Il risultato delle elezioni regionali in Sicilia rappresenta un nuovo macigno nella crisi della politica italiana. E Le parole della bella canzone di Franco Battiato “E ti vengo a cercare”, scritte nel 1988, suonano attuali ai giorni nostri per ormai molti squallidi avvenimenti nella politica italiana: “Un secolo oramai alla fine/saturo di parassiti senza dignità”.
Oggi come allora, nella fase precedente al deflagrare di Tangentopoli, il ceto politico nostrano dà pessima prova di sé, alimentando il distacco dei cittadini dalle istituzioni. D’altronde come potrebbe essere diversamente? Con una crisi economica e sociale senza precedenti, con le maggiori forze politiche che hanno abdicato al proprio ruolo delegando ai “tecnici” l’esercizio della sovranità popolare; con una drammatica caduta del potere d’acquisto delle famiglie; con la riduzione del Welfare; con la disoccupazione che dilaga, specie nel Mezzogiorno e in Sicilia; e con partiti e uomini politici voraci, i cui stili di vita lussuosi sono alimentati esclusivamente dalle risorse pubbliche, visto che, in gran parte, si tratta di persone senza lavoro o attività proprie, “professionisti della politica”.
Sembra inverarsi quanto scriveva il grande teorico dell’elitismo Max Weber nel 1919, nel suo “Il lavoro intellettuale come professione”: “Di politica come professione vive chi tende a farne una duratura fonte di guadagno”, leggendo le cronache di questi ultimi mesi:, dal “Trota” e dall’uso distorto dei fondi pubblici da parte della Lega, passando per il gigantesco patrimonio immobiliare personale costituito dal senatore del Pd Luigi Lusi che amministrava i rimborsi elettorali di un partito che non c’è più, sino alle fantasmagoriche vicende di “er Batman” (come si fa ad attribuire ad un personaggio come Franco Fiorito il nome del “Dark Knight”, l’uomo-pipistrello che combatte nei fumetti il male e le ingiustizie?), con il vorticoso giro di denaro pubblico transitato nei suoi conti correnti e in quelli dei suoi sodali. Sembrano, ancora una volta, inverarsi le tesi sulla partitocrazia elaborate dal costituzionalista Giuseppe Maranini, con l’occupazione pervasiva da parte dei partiti dei gangli statali a fini privati; o quelle di Panfilo Gentile (definito “reazionario” per la sua opposizione al marxismo e alla “mondanizzazione della chiesa”, nella fase di elaborazione del “cattocomunismo”) sulle “democrazie mafiose”, quando descriveva negli anni ’60 del XX secolo la “degenerazione della democrazia verso un regime di ‘tessera’”, e deplorava “la prefabbricazione dei responsi elettorali da parte dei grandi partiti” e “la deviazione di tutti gli organi amministrativi ed economici, statali e parastatali, dai loro compiti statutari e la loro utilizzazione come fortilizi di potere”.

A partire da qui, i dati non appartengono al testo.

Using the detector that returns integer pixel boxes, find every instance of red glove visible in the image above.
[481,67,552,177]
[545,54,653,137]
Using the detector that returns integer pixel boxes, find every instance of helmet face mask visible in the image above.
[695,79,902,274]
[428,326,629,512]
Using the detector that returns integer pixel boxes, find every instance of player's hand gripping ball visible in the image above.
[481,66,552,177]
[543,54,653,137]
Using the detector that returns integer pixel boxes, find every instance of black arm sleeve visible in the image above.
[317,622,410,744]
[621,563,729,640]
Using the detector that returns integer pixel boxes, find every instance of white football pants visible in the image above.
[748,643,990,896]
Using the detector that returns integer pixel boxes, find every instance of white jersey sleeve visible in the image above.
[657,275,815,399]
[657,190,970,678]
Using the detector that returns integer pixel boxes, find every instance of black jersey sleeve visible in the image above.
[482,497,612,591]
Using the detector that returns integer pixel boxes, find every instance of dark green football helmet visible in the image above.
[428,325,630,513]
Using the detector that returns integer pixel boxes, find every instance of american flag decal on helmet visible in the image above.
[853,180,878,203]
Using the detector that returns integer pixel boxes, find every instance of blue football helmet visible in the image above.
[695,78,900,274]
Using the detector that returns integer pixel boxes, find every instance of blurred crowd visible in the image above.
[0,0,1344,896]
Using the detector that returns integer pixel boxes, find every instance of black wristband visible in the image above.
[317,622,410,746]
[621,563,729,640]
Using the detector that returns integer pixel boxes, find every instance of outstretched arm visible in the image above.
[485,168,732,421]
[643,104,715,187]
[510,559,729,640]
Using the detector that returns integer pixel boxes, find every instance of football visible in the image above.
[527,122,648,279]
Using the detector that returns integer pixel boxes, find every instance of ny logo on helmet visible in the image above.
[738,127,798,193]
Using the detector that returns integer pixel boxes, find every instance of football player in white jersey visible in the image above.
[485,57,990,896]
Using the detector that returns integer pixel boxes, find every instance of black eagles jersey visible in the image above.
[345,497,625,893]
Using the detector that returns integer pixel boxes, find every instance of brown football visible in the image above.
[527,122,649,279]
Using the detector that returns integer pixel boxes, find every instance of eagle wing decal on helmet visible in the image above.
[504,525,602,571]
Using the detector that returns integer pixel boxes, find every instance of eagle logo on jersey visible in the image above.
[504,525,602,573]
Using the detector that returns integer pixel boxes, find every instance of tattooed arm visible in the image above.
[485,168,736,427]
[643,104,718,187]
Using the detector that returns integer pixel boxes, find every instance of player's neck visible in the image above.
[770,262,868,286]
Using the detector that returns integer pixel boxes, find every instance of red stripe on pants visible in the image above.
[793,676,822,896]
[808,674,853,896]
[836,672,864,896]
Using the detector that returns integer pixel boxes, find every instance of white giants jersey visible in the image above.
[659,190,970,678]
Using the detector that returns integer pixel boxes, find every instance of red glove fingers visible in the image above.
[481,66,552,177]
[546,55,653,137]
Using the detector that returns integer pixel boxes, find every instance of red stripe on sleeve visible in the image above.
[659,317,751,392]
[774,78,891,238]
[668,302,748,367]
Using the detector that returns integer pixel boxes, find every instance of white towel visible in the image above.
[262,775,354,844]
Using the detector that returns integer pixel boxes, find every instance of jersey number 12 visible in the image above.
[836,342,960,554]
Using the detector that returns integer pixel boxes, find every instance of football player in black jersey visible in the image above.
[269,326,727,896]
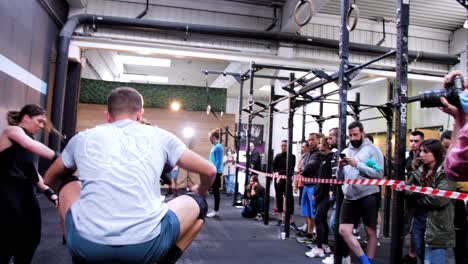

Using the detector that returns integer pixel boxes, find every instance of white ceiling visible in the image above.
[124,55,229,86]
[78,0,466,100]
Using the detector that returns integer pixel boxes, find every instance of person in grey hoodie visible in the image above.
[339,121,384,264]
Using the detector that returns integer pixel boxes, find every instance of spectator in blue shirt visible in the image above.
[206,129,224,218]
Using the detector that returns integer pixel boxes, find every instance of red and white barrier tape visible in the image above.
[236,165,468,201]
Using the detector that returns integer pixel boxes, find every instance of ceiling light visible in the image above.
[259,85,271,91]
[120,73,169,83]
[116,55,171,67]
[171,101,181,111]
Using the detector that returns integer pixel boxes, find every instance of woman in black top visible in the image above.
[242,175,265,220]
[306,138,333,258]
[0,105,58,264]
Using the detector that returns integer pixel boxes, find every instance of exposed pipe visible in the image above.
[50,14,458,150]
[375,18,385,46]
[265,6,278,31]
[137,0,149,19]
[38,0,64,27]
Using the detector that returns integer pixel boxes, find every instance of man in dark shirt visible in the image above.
[249,142,262,175]
[297,133,323,244]
[273,140,296,229]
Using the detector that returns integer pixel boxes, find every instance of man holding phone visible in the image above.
[339,121,384,264]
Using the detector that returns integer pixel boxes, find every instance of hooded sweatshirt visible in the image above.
[342,138,384,200]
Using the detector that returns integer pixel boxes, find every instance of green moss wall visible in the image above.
[80,79,226,112]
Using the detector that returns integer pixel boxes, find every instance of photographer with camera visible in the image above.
[440,71,468,181]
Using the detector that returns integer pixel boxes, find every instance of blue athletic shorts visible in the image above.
[301,184,317,219]
[65,210,180,263]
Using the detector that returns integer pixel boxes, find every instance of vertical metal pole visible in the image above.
[317,85,323,133]
[334,0,350,264]
[301,104,307,144]
[383,81,393,237]
[232,79,244,206]
[284,73,295,237]
[390,0,409,264]
[353,92,361,121]
[244,62,255,189]
[263,85,275,225]
[224,126,229,147]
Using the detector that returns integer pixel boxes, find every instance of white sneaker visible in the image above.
[322,244,331,254]
[206,211,219,218]
[341,256,351,264]
[322,254,335,264]
[306,247,325,258]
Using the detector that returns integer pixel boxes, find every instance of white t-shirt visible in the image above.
[62,119,186,245]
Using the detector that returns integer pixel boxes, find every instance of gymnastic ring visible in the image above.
[346,4,359,31]
[294,0,314,27]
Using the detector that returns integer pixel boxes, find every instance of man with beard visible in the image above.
[339,121,384,264]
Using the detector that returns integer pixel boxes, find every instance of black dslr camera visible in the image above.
[419,75,463,109]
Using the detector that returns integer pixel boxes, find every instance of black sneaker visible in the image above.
[289,222,301,231]
[401,254,418,264]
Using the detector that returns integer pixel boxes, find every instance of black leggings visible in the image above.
[0,182,41,264]
[275,179,294,214]
[211,173,222,212]
[315,196,330,248]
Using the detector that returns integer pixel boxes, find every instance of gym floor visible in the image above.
[33,191,454,264]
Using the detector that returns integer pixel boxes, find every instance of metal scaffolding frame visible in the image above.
[203,0,419,264]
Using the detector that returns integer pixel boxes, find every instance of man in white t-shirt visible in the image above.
[44,87,216,263]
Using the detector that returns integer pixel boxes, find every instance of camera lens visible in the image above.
[420,89,447,108]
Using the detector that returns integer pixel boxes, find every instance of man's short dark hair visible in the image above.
[107,87,143,117]
[348,121,364,132]
[410,130,424,140]
[210,129,219,139]
[440,130,452,141]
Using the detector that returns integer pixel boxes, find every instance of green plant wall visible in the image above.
[80,79,226,112]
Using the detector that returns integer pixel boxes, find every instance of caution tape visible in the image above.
[236,164,468,201]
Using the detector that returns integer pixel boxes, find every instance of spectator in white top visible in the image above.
[223,148,236,196]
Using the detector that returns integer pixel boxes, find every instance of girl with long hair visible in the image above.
[0,104,58,264]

La crisi italiana, ad un tempo economica e morale, richiederebbe una forte capacità della politica di autoriformarsi, a partire dal taglio dei privilegi, che in verità non riguardano solo i membri del parlamento o dei consigli regionali, ma anche la Corte costituzionale, l’alta burocrazia di Stato, i manager delle aziende pubbliche, le “pensioni d’oro” e i cumuli previdenziali.
Bisognerebbe, in primo luogo, disciplinare la vita dei partiti, sostanziando l’art. 49 della Costituzione (assieme ai sindacati, come previsto dall’art. 39 della nostra Carta fondamentale, destinatari di cospicui flussi di risorse pubbliche), e sottoporre i loro bilanci a controlli di società di certificazione e a pubblicità sui media, ponendo un tetto ai mandati elettivi.
Ma, purtroppo, è difficile che un sistema si autoriformi, e quindi, come nel 1992-94, si potrebbe avere un nuovo crollo della politica nazionale, questa volta segnato da un acuto conflitto sociale.